Days after again vowing that Ankara will not tolerate a Kurdish state in Syria, Turkish President Recep Tayyip Erdogan has deployed additional artillery and tanks along the border, signaling an imminent offensive to take the Kurdish-held contested enclave of Afrin. This could be the start of a wider Turkish offensive—reportedly to be dubbed “Euphrates Sword”—to reduce or expunge the Kurdish autonomous zone of Rojava and establish a Turkish “buffer zone” in Syria north. Ominously, China’s Xinhua news agency reports that Russia has meanwhile mobilized troops to Afrin, to back up the Kurdish militia that controls the enclave, the People’s Protection Units (YPG). The independent Kurdish wesbite Rudaw also reports that Russian “military observers” have been deployed to Afrin and neighboring al-Shahba to “maintain security”—raising the threat of direct Russo-Turkish military confrontation.
This evidence that the Kurds are still cooperating with the Assad regime and its sponosr Russia also increases the threat of Arab-Kurdish ethnic war—which could also be a proxy war by Turkey and Russia, despite recent rapprochement between the regional rivals.

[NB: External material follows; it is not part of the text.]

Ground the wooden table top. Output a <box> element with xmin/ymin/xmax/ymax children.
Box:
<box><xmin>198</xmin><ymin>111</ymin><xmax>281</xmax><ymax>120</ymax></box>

The rumored offensive has put Liwa Ahfad Salaheddin, the sole Kurdish faction fighting alongside Ankara-backed rebels in northern Syria, in a difficult position. Syria Direct reports that Liwa’s leader Mahmoud Khalo has issued a statement announcing the militia will not participate in any military action against Afrin. The contest for Afrin appears to be destroying the last shreds of Kurdish unity with the Free Syrian Army.